Mustafa Kemal, Meclis’in kuruluş iradesini,. “Hakimiyet bilakaydışart milletindir” sözüyle özetlemişti.. Milli iradenin hakim güç olduğu Meclis, Milli Bağımsızlık Savaşımızı zaferle sonuçlandırdı.. Devamında, egemenliğin halka dayandığı yönetim biçimi olan Cumhuriyet, 29 Ekim 1923’te Meclis’te ilan edildi.. Mustafa Kemal, Cumhuriyetin kuruluş iradesini de “Demokrasi ilkesinin en yeni ve akılcı uygulamasını sağlayan hükümet biçimi Cumhuriyettir” sözüyle özetlemişti.. “Türkiye Cumhuriyetini kuran Türkiye halkına, Türk Milleti denir” cümlesiyle tanımlamıştı “Türk Milletini” de..

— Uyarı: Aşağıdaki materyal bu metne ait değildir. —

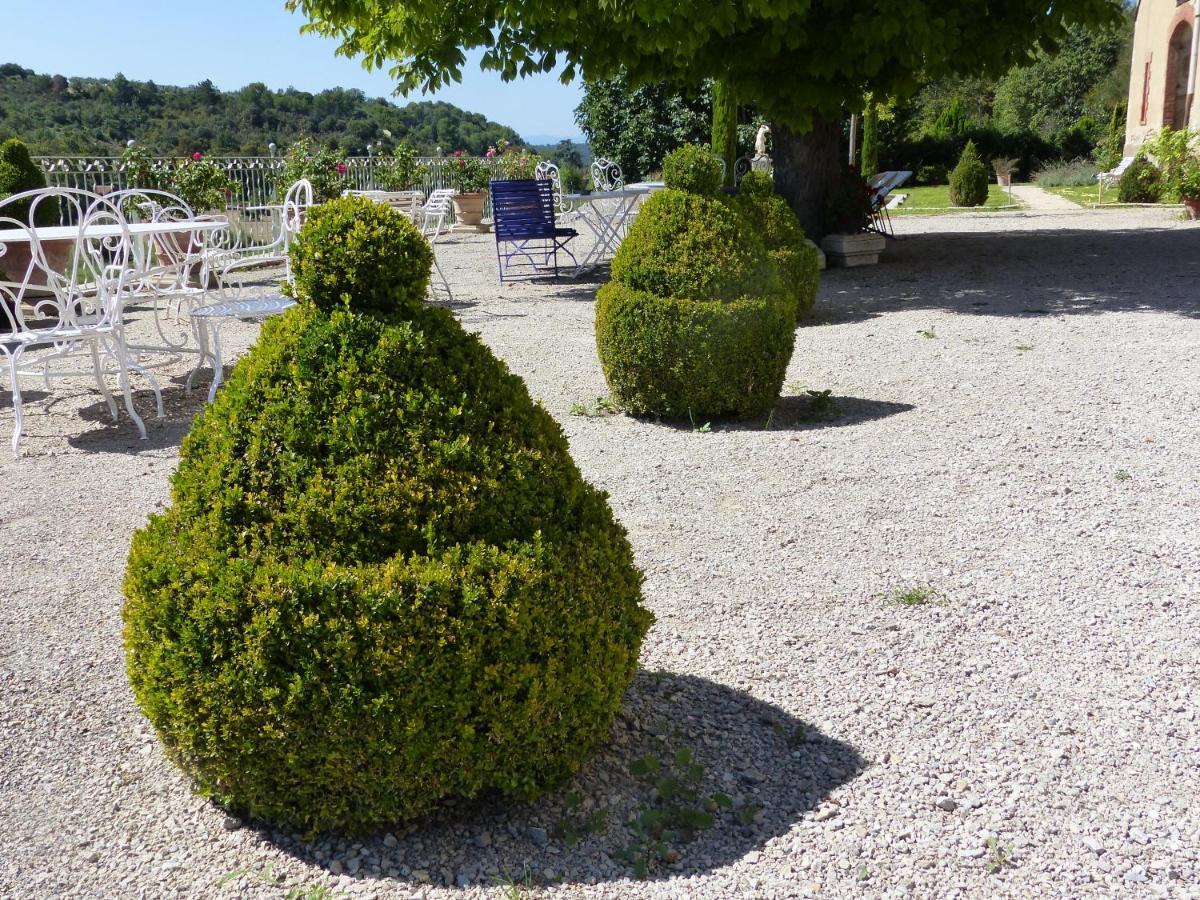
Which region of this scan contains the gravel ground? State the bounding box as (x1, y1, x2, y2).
(1, 207, 1198, 899)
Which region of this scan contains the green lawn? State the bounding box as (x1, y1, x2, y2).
(891, 184, 1020, 214)
(1040, 184, 1172, 208)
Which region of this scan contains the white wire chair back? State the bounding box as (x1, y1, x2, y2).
(590, 158, 625, 192)
(281, 178, 314, 253)
(534, 161, 571, 216)
(0, 187, 129, 333)
(419, 189, 455, 240)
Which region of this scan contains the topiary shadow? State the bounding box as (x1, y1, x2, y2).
(645, 393, 914, 433)
(261, 671, 864, 889)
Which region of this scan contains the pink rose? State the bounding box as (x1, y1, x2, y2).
(192, 152, 203, 161)
(485, 147, 497, 159)
(335, 162, 348, 174)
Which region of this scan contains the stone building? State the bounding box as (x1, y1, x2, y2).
(1125, 0, 1199, 152)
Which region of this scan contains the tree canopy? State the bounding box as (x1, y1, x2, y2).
(289, 0, 1123, 131)
(0, 63, 521, 156)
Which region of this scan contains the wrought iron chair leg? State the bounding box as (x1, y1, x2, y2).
(89, 341, 119, 422)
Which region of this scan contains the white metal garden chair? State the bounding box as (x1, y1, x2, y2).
(343, 189, 425, 221)
(184, 179, 312, 402)
(206, 178, 313, 289)
(418, 189, 455, 302)
(0, 188, 163, 454)
(588, 157, 639, 240)
(534, 161, 577, 223)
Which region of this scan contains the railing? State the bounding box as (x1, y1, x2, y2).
(32, 155, 499, 213)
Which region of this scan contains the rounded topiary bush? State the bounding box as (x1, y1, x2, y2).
(662, 143, 724, 196)
(731, 191, 820, 321)
(737, 170, 775, 199)
(611, 189, 779, 301)
(949, 140, 989, 207)
(0, 139, 54, 227)
(597, 187, 794, 418)
(596, 282, 795, 417)
(286, 195, 433, 315)
(1118, 155, 1163, 203)
(123, 198, 652, 834)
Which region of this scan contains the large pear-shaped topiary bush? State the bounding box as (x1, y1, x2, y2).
(596, 146, 796, 419)
(123, 196, 653, 835)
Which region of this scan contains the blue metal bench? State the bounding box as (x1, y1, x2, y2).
(490, 178, 578, 282)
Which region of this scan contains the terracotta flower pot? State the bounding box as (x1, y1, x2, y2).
(1183, 197, 1200, 220)
(452, 191, 487, 228)
(0, 238, 73, 296)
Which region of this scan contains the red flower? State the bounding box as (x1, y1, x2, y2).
(335, 162, 348, 174)
(452, 150, 464, 158)
(192, 151, 203, 161)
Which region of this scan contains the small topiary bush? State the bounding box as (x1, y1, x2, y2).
(948, 140, 989, 207)
(1118, 154, 1164, 203)
(661, 144, 724, 197)
(597, 187, 795, 418)
(611, 190, 778, 301)
(737, 170, 775, 199)
(285, 195, 433, 316)
(0, 139, 54, 227)
(596, 282, 795, 418)
(730, 190, 820, 321)
(124, 198, 652, 835)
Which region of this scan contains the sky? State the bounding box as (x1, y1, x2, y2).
(5, 0, 586, 143)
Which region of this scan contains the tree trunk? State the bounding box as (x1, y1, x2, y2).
(711, 81, 738, 188)
(773, 118, 842, 239)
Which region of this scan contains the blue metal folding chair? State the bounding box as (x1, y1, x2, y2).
(490, 179, 578, 282)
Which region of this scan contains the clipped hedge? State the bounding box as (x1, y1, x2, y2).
(595, 282, 795, 417)
(597, 185, 795, 418)
(0, 139, 54, 227)
(731, 191, 820, 321)
(124, 197, 652, 834)
(611, 189, 779, 301)
(1117, 155, 1164, 203)
(286, 195, 433, 315)
(949, 140, 989, 207)
(662, 143, 724, 196)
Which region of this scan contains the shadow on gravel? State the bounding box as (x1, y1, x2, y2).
(817, 226, 1200, 322)
(260, 671, 863, 891)
(649, 394, 914, 433)
(66, 384, 207, 454)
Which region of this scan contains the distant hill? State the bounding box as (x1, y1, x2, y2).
(0, 63, 524, 157)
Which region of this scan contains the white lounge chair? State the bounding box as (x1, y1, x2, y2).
(1097, 156, 1135, 200)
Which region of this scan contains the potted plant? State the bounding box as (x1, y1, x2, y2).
(819, 166, 885, 267)
(1178, 162, 1200, 219)
(992, 157, 1018, 188)
(0, 138, 67, 295)
(448, 150, 489, 228)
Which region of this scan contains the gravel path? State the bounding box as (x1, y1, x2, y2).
(1, 208, 1198, 899)
(1006, 184, 1083, 212)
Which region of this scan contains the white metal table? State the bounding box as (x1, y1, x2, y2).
(187, 296, 296, 402)
(562, 187, 652, 275)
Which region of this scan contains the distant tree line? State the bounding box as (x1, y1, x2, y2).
(0, 63, 524, 157)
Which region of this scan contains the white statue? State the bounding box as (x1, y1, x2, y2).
(754, 124, 772, 159)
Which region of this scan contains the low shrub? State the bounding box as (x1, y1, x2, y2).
(595, 282, 795, 417)
(949, 140, 989, 207)
(1117, 155, 1164, 203)
(124, 201, 652, 834)
(0, 139, 54, 226)
(1033, 158, 1100, 187)
(661, 144, 724, 196)
(611, 189, 779, 301)
(278, 137, 349, 202)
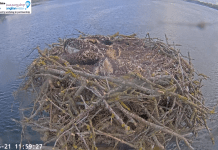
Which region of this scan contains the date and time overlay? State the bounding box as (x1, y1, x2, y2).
(0, 144, 42, 149)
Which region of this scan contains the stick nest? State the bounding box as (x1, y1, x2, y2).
(15, 32, 215, 150)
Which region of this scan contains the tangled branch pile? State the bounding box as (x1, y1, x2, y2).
(16, 33, 215, 150)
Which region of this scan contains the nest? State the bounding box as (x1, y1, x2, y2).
(14, 32, 215, 150)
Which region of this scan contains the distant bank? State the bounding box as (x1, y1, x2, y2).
(184, 0, 218, 10)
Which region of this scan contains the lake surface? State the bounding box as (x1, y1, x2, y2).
(0, 0, 218, 149)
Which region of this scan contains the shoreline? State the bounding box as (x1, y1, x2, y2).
(184, 0, 218, 10)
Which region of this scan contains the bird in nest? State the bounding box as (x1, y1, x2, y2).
(93, 57, 113, 76)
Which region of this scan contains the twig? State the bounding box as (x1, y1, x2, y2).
(103, 99, 128, 129)
(80, 95, 89, 109)
(115, 102, 194, 150)
(95, 129, 136, 148)
(152, 134, 165, 150)
(75, 125, 90, 150)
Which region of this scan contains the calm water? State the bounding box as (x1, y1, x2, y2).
(0, 0, 218, 149)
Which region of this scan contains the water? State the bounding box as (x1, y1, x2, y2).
(0, 0, 218, 149)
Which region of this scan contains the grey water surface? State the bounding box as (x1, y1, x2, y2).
(0, 0, 218, 149)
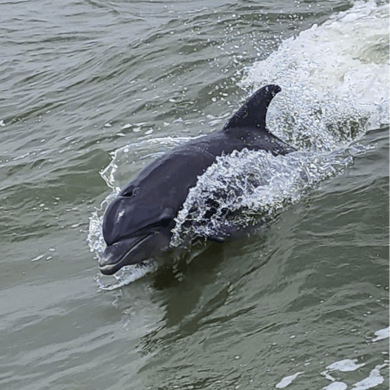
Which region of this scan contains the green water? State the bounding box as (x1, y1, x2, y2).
(0, 1, 388, 389)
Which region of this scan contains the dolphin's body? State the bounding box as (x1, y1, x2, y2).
(99, 85, 294, 275)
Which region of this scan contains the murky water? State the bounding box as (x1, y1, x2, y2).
(0, 1, 388, 389)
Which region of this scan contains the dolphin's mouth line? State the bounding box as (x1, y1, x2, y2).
(99, 233, 153, 272)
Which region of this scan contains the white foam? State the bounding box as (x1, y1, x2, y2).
(241, 0, 389, 140)
(351, 364, 386, 390)
(31, 254, 45, 262)
(322, 359, 387, 390)
(87, 193, 117, 257)
(323, 382, 348, 390)
(275, 371, 303, 388)
(321, 358, 365, 386)
(327, 359, 366, 372)
(372, 326, 390, 342)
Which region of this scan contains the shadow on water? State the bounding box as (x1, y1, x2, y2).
(133, 228, 274, 359)
(152, 242, 224, 291)
(151, 216, 274, 289)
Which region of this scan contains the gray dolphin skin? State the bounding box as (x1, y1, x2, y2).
(99, 84, 295, 275)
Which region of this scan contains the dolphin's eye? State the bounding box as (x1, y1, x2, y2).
(123, 189, 133, 197)
(121, 187, 137, 197)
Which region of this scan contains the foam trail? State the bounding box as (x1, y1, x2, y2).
(241, 1, 389, 147)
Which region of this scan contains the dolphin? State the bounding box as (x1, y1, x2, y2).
(99, 84, 295, 275)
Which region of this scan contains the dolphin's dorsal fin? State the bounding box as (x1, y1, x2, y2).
(223, 84, 281, 132)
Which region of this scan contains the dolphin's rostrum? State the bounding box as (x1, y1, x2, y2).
(99, 85, 295, 275)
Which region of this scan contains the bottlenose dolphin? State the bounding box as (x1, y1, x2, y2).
(99, 84, 294, 275)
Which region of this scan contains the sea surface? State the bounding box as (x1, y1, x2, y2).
(0, 0, 389, 389)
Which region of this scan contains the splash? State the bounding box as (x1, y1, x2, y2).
(170, 146, 366, 247)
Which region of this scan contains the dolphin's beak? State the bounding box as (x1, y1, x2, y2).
(99, 231, 172, 275)
(99, 234, 152, 275)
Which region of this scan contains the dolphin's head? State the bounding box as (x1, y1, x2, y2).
(99, 187, 176, 275)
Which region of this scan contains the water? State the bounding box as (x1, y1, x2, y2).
(0, 1, 388, 389)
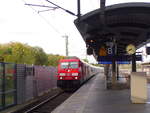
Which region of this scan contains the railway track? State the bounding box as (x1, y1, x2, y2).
(27, 92, 72, 113)
(14, 91, 72, 113)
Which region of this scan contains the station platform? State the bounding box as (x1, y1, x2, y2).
(52, 73, 150, 113)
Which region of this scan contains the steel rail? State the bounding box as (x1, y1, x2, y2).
(24, 91, 64, 113)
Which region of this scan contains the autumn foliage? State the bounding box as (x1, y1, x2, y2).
(0, 42, 65, 66)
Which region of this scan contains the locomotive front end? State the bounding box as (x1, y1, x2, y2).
(57, 59, 81, 89)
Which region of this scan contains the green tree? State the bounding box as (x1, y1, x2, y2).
(32, 47, 48, 65)
(47, 54, 65, 66)
(0, 42, 65, 66)
(0, 42, 35, 64)
(10, 42, 34, 64)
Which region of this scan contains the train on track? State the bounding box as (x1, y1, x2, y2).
(57, 57, 101, 90)
(0, 58, 101, 111)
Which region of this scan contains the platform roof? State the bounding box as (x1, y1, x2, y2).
(74, 2, 150, 58)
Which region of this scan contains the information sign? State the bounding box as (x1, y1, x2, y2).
(97, 55, 142, 62)
(99, 61, 130, 64)
(99, 47, 107, 56)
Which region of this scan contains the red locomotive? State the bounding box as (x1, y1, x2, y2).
(57, 57, 99, 90)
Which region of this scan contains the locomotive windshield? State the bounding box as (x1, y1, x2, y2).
(60, 62, 78, 69)
(60, 62, 69, 69)
(70, 62, 78, 69)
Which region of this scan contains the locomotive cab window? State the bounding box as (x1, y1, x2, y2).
(60, 62, 69, 69)
(60, 62, 78, 69)
(70, 62, 78, 69)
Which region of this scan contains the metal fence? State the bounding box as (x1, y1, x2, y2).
(34, 66, 57, 96)
(0, 63, 57, 111)
(0, 63, 17, 110)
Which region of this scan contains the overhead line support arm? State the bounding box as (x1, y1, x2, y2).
(45, 0, 77, 16)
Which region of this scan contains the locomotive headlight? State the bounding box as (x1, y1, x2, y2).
(72, 73, 78, 76)
(60, 77, 63, 79)
(75, 77, 78, 79)
(59, 73, 65, 76)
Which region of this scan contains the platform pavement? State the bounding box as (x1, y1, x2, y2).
(52, 73, 150, 113)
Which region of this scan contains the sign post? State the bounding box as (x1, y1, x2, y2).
(99, 43, 117, 88)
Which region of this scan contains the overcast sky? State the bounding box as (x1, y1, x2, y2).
(0, 0, 150, 63)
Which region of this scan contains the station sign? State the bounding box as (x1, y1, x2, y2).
(117, 61, 130, 64)
(99, 47, 107, 56)
(97, 55, 142, 62)
(99, 45, 115, 56)
(99, 61, 130, 64)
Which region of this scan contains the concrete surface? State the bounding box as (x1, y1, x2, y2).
(52, 73, 150, 113)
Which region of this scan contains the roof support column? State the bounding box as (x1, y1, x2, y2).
(116, 64, 119, 80)
(132, 54, 136, 72)
(112, 37, 117, 88)
(104, 64, 110, 80)
(100, 0, 106, 9)
(77, 0, 81, 20)
(100, 0, 106, 27)
(112, 56, 117, 87)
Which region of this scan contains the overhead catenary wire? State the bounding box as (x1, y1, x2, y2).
(38, 9, 55, 13)
(37, 14, 62, 35)
(21, 0, 63, 35)
(25, 3, 58, 13)
(25, 3, 58, 9)
(21, 0, 86, 57)
(22, 0, 76, 36)
(45, 0, 77, 16)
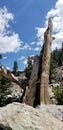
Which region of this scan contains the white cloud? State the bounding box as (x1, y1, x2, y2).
(0, 6, 22, 53)
(30, 42, 35, 45)
(23, 59, 27, 65)
(18, 56, 26, 60)
(36, 0, 63, 50)
(34, 47, 40, 51)
(0, 34, 21, 53)
(3, 56, 7, 59)
(29, 54, 35, 57)
(36, 27, 45, 46)
(23, 55, 35, 67)
(20, 43, 32, 50)
(6, 66, 12, 70)
(0, 6, 14, 36)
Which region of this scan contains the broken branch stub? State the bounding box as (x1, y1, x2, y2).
(0, 65, 23, 90)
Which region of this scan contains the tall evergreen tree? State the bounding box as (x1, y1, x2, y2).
(13, 61, 18, 76)
(0, 75, 12, 107)
(50, 44, 63, 82)
(0, 54, 2, 65)
(24, 58, 33, 80)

Cumhuriyetimizi, Millet Meclisinin demokratik hacminde kazandığı zaferle kuran Mustafa Kemal, Cumhuriyeti biz kurduk, o on yaşını doldururken demokrasinin bütün icapları sırası geldikçe uygulanmaya konulmalıdır” demişti cumhuriyeti benimsemek, demokrasiyi özümsemek bağlamında 1933 yılında.. Devamında, cumhura ait olan yönetimi demokrasiyle yenilemenin önünü açan İsmet Paşa, “üzülmediğim tek yenilgimdir” demişti, seçimi kaybettiği 1950 yılında..

Dava, iddia adamı olmak için önce adam olmak gerekir diyordu bilgeler.. Adam gibi adamlardı Mustafa Kemaller, Karabekir, Fevzi, İsmet Paşalar.. İsmet Paşa ki o, İstiklal Savaşımızda ‘Garp Cephesi’ Komutanıydı.. “Garp” ve “cephe” sözcükleri ise iki yüz yıllık yakın tarihimizin deyim yerindeyse “anahtar sözcükleriydi..”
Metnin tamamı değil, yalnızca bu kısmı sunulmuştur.